12. Attorney’s Fees and CostsBuyer agrees to pay promptly on demand all reasonable costs and expenses incurred in connection with any advice sought or action taken to interpret or enforce any of the covenants, conditions, agreements or provisions of, the Agreement, including Seller’s reasonable attorneys’ fees, the fees and costs of expert witnesses, and legal and court costs, including any incurred on appeal or in connection with bankruptcy or insolvency, whether or not any lawsuit or proceeding is ever filed with respect hereto.

13. Choice of Law and VenueThis Agreement shall be construed and enforced exclusively pursuant to the laws of the State of Florida. The Parties also agree that the State courts of Florida shall have subject matter jurisdiction over the legal and factual issues in conflict, and shall have personal jurisdiction over the Parties, and each Party specifically consents to such courts exercising personal jurisdiction of them.  The Parties further agree that venue of any action to enforce the provisions of this Agreement, or any document executed in connection with this Agreement, or any dispute between the parties, whether based on contract, tort, common law, or statutory or other regulatory authority, shall be in Dade County, Miami, Florida. The Parties agree they will not contest the choice of law and venue provisions in this Paragraph.

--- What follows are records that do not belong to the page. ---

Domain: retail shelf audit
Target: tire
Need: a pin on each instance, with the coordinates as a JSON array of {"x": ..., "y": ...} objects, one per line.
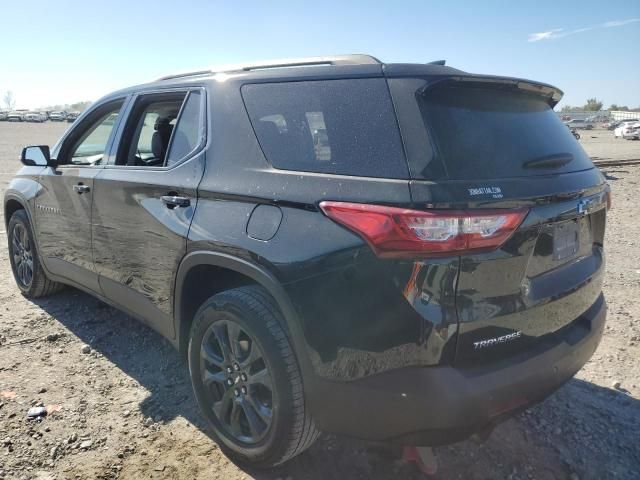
[
  {"x": 23, "y": 257},
  {"x": 250, "y": 315}
]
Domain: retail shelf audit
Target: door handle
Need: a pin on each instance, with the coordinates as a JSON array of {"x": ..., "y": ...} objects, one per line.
[
  {"x": 172, "y": 201},
  {"x": 81, "y": 188}
]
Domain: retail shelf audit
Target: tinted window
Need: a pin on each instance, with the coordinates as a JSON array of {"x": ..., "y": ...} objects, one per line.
[
  {"x": 89, "y": 149},
  {"x": 149, "y": 129},
  {"x": 490, "y": 133},
  {"x": 344, "y": 127},
  {"x": 188, "y": 131}
]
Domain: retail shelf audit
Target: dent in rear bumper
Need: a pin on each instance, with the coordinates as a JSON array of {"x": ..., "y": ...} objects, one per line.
[{"x": 439, "y": 405}]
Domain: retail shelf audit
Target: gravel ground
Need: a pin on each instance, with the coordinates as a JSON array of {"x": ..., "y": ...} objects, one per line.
[{"x": 121, "y": 404}]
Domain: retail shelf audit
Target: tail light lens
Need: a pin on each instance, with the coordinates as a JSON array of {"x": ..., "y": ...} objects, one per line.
[{"x": 402, "y": 233}]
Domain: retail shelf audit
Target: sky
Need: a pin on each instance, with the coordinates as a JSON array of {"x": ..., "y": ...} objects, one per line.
[{"x": 56, "y": 52}]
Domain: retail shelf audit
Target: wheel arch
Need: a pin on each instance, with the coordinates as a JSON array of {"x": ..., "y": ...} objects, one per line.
[
  {"x": 240, "y": 269},
  {"x": 13, "y": 203}
]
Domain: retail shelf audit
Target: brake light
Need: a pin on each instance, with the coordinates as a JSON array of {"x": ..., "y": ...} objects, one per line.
[{"x": 402, "y": 233}]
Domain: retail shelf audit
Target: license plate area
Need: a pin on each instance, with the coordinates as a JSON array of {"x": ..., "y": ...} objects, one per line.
[{"x": 565, "y": 240}]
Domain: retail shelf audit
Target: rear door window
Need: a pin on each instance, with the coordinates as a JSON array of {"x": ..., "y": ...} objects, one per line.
[
  {"x": 482, "y": 133},
  {"x": 344, "y": 127}
]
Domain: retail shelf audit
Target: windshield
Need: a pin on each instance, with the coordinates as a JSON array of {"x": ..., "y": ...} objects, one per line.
[{"x": 486, "y": 132}]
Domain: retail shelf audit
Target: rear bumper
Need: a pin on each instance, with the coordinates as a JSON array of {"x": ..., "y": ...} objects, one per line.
[{"x": 440, "y": 405}]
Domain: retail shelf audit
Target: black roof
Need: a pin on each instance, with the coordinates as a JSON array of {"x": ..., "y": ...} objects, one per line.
[{"x": 337, "y": 66}]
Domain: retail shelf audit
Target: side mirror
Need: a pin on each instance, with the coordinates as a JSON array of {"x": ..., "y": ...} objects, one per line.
[{"x": 37, "y": 156}]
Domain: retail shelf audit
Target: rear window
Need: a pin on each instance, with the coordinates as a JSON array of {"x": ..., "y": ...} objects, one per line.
[
  {"x": 344, "y": 127},
  {"x": 481, "y": 133}
]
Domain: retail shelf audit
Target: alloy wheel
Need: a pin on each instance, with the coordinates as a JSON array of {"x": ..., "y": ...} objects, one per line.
[
  {"x": 22, "y": 255},
  {"x": 237, "y": 381}
]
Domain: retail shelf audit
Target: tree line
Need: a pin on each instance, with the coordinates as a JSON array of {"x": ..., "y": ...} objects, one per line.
[{"x": 9, "y": 101}]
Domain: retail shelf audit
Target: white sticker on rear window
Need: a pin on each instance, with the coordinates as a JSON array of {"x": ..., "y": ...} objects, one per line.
[{"x": 495, "y": 192}]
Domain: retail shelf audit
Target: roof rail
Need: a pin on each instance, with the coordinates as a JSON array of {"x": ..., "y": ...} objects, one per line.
[{"x": 355, "y": 59}]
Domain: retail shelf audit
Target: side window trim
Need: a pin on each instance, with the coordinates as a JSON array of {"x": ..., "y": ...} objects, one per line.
[
  {"x": 110, "y": 141},
  {"x": 111, "y": 163}
]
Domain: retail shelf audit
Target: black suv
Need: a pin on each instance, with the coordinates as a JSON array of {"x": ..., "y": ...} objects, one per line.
[{"x": 395, "y": 252}]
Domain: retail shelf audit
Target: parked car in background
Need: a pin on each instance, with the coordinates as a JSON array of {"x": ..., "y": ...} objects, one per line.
[
  {"x": 38, "y": 117},
  {"x": 618, "y": 131},
  {"x": 631, "y": 131},
  {"x": 58, "y": 116},
  {"x": 16, "y": 116},
  {"x": 578, "y": 123},
  {"x": 71, "y": 117}
]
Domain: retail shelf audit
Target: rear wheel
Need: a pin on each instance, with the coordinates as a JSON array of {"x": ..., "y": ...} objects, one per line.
[
  {"x": 25, "y": 263},
  {"x": 246, "y": 378}
]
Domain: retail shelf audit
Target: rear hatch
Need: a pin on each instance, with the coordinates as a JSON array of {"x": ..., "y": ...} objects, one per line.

14. LanguageAll documents produced or issued in connection with this transaction will be in English, and the resolutions of any dispute arising out of this transaction will be in English. Notwithstanding any translation of this Sales Order into any other language or the occurrence of any other language in this Sales Order, the English language version will control, and any translations into or occurrence of any other language will be of no effect whatsoever. In the event of any disagreement between the English language version and a version in any other language, the non-English language version will be null and void and of no effect.

15. Entire UnderstandingThe Agreement contains the entire understanding of the Parties relating to the subject matter contained therein and herein, and supersedes all prior agreements, arrangements or understandings, whether written or oral, with respect to the subject matter contained therein and herein. Any course of prior dealings, promise or condition in connection therewith or usage of trade not incorporated herein shall not be binding upon either Party.